Purgatori Untuk Sebuah Kota
Image Source
sengaja aku tulis cerita ini
sebagai kesaksian atas sebuah puing kota yang kosong
yang ditinggal orang-orangnya
seusai membunuh bulan
sedang matahari katanya tak akan lagi datang di sana
hingga kini tak tahu mereka kemana
hingga kini tak terduga mereka di mana
(ini adalah prasasti yang tak diketahui siapa penulisnya.
prasasti ini juga adalah kesaksian satu-satunya,
yang menjelaskan peristiwa yang terjadi di kota itu)
matahari yang katanya dulu perkasa tak lagi mampu halangi
bulan yang pernah romantik semakin dekati bumi
bahkan bersamanya siang pun telah bersekutu
agar di kota ini tabrakan besar itu harus terjadi
malam yang batal memuntahkan dari tiap pintu rumah
wanita-wanita yang masih berbaju tidur dengan masker di wajah
laki-laki bercelana pendek
dan bersarung kedodoran dengan tangan-tangan di pinggang
anak laki-laki yang menggenggam mobil-mobilan
sia-sia menggapai kantuk yang sudah melarikan diri
dan perempuan-perempuan kecil yang menyeret boneka kelincinya
menggantung di lengan ibunya
orang-orang lalu turun ke jalan
penuhi jalan ke pusat kota
tempat patung perunggu pahlawan di tengah air mancur
yang telah lama duduk di atas kuda dengan surai terkibar
karena layaknya perang masih terus berlangsung
Image Source
orang-orang sepakat:
bulan berkhianat!
bulan berkhianat!
siang jadi pelacur!
siang jadi pelacur!
mengapa bumi begitu pengecut!
mengapa bumi begitu rela jadi pengecut!
kemarahan mungkin tak lagi memerlukan alasan
karena alasan sendiri telah jadi tempat yang paling munafik
agar lepas dari situasi sulit yang menjebak di pojok kesalahan
sedang langit
hanyalah pernah jadi tempat bisu menggantungkan cita-cita
yang ditulis orang-orang gila
ketika bumi dianggap tak cukup lagi jalankan semua rencana
orang-orang turun ke jalan dengan menggenggam senjata
- pistol, pisau, batu, panah, parang, pedang, keris
lalu dipukulkan sambil mendesak-desakkan kutukan
atau sedikitnya ludah-ludah basi tergumpal
yang disemburkan agar lengkap semua kejijikan
bulan lalu menjerit sebelum pecah
tanpa sempat berlari ke lubang hitam
tercabik-cabik sebagai hamburan kembang api
yang percikannya pun bikin malam yang gugup jadi terbakar
di ufuk kokok ayam urung rekahkan fajar
tertimpa kepalanya oleh seorang bocah dengan sepotong besi
rencana siang jadi keripik kentang yang dikunyah anak-anak
saat malam telah miring
kota itu tinggal sepotong
seperti juga sepotong lainnya
adalah jumlah orang-orang itu yang telanjang
sepotong di situ
tak ada lagi yang ingat untuk membereskan pakaiannya
orang-orang renta yang tak mampu berjalan
menyeret kaki dengan napas tersengal
mengacung-acungkan tongkatnya
berteriak parau: ‘kan, sudah aku bilang dulu!
- rasakan kini!
(ada lelaki tua duduk
lalu mengambil dari lepitan kopiah
surat dari ibunya yang telah menguning
yang meminta agar ia mengirimkan tinta dan kanvas
ladang mereka akan panen untuk terakhir kalinya
- itu harus dipotret! itu harus dilukis!
sebagai kenangan kepada orang-orang yang tak mau lagi
berkata jujur kepada lumpur, rumput dan sungai)

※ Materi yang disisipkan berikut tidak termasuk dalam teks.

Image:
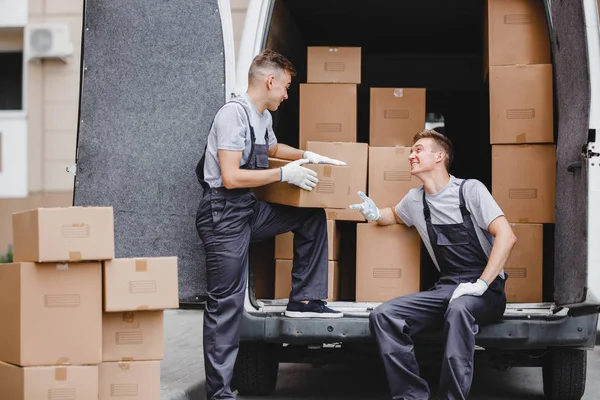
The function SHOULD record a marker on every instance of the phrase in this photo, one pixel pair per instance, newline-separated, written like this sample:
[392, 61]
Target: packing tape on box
[141, 265]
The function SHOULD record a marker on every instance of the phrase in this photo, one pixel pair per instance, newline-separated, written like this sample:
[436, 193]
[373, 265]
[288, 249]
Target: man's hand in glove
[296, 174]
[470, 289]
[368, 209]
[315, 158]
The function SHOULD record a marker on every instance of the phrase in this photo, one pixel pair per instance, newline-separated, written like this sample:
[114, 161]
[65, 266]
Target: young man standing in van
[469, 240]
[229, 216]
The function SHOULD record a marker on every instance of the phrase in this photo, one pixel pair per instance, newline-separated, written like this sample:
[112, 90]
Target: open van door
[153, 75]
[576, 57]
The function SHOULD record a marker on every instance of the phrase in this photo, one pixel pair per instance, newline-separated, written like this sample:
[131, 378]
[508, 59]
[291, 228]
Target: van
[150, 88]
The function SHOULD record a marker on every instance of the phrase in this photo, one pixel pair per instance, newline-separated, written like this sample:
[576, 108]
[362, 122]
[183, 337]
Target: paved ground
[183, 374]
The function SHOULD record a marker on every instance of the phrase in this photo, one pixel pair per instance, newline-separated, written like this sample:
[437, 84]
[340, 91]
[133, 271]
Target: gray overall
[227, 221]
[461, 259]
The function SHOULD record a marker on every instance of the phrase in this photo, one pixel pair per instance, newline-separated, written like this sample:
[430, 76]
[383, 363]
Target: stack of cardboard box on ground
[519, 70]
[58, 341]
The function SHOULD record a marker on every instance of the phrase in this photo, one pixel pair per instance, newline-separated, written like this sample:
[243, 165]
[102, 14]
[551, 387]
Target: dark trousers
[227, 223]
[393, 323]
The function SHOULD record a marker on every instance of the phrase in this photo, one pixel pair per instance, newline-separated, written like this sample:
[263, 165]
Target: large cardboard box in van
[64, 234]
[388, 261]
[51, 313]
[331, 191]
[333, 64]
[284, 244]
[397, 115]
[524, 182]
[327, 112]
[389, 175]
[516, 32]
[521, 104]
[72, 382]
[525, 264]
[135, 284]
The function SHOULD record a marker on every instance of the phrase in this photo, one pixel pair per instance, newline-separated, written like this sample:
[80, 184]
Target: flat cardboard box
[521, 104]
[397, 115]
[284, 244]
[387, 262]
[516, 32]
[48, 383]
[327, 112]
[331, 191]
[389, 175]
[133, 336]
[356, 155]
[524, 182]
[136, 380]
[64, 234]
[333, 64]
[524, 265]
[283, 279]
[135, 284]
[51, 313]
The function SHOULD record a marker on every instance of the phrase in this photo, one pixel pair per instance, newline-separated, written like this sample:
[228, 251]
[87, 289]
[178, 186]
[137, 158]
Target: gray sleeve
[481, 204]
[230, 128]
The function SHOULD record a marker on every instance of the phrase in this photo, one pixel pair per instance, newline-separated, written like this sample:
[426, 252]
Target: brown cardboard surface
[137, 380]
[397, 115]
[51, 313]
[327, 112]
[284, 244]
[389, 175]
[135, 284]
[521, 104]
[524, 265]
[283, 279]
[133, 336]
[331, 191]
[333, 64]
[356, 155]
[387, 261]
[64, 234]
[524, 182]
[517, 33]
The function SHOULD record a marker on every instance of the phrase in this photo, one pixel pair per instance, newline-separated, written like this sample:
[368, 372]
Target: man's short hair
[270, 62]
[441, 143]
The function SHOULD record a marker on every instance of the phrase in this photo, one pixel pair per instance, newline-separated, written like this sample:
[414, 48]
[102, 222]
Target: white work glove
[315, 158]
[296, 174]
[470, 289]
[368, 209]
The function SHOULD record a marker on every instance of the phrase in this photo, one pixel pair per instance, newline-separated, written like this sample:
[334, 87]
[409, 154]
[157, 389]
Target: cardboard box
[134, 284]
[133, 336]
[524, 182]
[51, 313]
[524, 265]
[64, 234]
[283, 279]
[333, 64]
[521, 104]
[48, 383]
[284, 244]
[327, 112]
[516, 32]
[356, 155]
[137, 380]
[389, 175]
[331, 191]
[397, 115]
[387, 262]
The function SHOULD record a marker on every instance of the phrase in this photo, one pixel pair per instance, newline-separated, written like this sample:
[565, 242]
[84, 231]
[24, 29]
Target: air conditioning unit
[48, 40]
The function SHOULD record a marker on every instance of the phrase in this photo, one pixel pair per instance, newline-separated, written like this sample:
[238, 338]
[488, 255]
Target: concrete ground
[183, 373]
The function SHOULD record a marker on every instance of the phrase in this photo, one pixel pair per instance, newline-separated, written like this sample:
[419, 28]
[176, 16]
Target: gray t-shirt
[445, 209]
[230, 131]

mungkin orang-orang telah bosan mendengar
ketika seseorang berbicara tak ada yang mau peduli
ketika seseorang mau berbicara tak ada yang peduli
karena memang tak lagi ada suara yang terdengar
maka bayi menangis bisu
maka anak-anak memekik diam
maka orang-orang berteriak sunyi
maka wanita-wanita menjerit sepi
angin menggoyang spotlight cahaya lampu
yang menembak berhala beku di tengah air mancur
lelaki yang duduk di atas kuda dengan surai terkibar
mengangkat pedangnya dan berteriak:
- ke sana!
ia bergerak seperti akan memimpin
tak seorang pun tapi ada yang peduli
karena apa lagi yang harus diharapkan
dari pahlawan yang terkurung perunggu seperti dia
orang-orang sendiri telah mencoba untuk memimpin
tarik-menarik tangan yang lainnya dan berteriak: - ke sana!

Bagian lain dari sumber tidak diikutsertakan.